U.K. banks will have to comply with tougher capital rules five years ahead of an international timetable as the Bank of England seeks to bolster lenders’ resilience to crises.
The largest U.K. banks and building societies will have to meet capital requirements set by the Basel Committee on Banking Supervision by Jan. 1, 2014, the Prudential Regulation Authority, the arm of the British central bank that supervises the largest finance firms, said in a statement today. The requirements include a debt limit, known as a leverage ratio, that forces lenders to have equity equal to 3 percent of their assets.
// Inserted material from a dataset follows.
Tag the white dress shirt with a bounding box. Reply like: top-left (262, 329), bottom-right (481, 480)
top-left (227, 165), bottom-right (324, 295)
“These decisions will enhance the stability of the financial sector and strengthen the capital regime in the U.K.,” the regulator said.
The largest global banks cut the shortfall in the reserves they’ll need to meet Basel capital rules by 82.9 billion euros ($113 billion) in the second half of 2012, leaving a gap of 115 billion euros, according to Basel committee data published in September. The biggest lenders in Europe account for 70.4 billion euros of the shortfall.
The requirements, known as Basel III, were published by international regulators in 2010 in a bid to close loopholes and remedy weaknesses exposed by the financial crisis that followed the collapse of Lehman Brothers Holdings Inc. in 2008.
The rules, which are scheduled to be phased in by 2019, more than triple the core capital, such as retained earnings and shareholders equity, that banks must have to absorb losses. It also toughens rules on what can count as capital, and on how banks should calculate whether they meet the rules.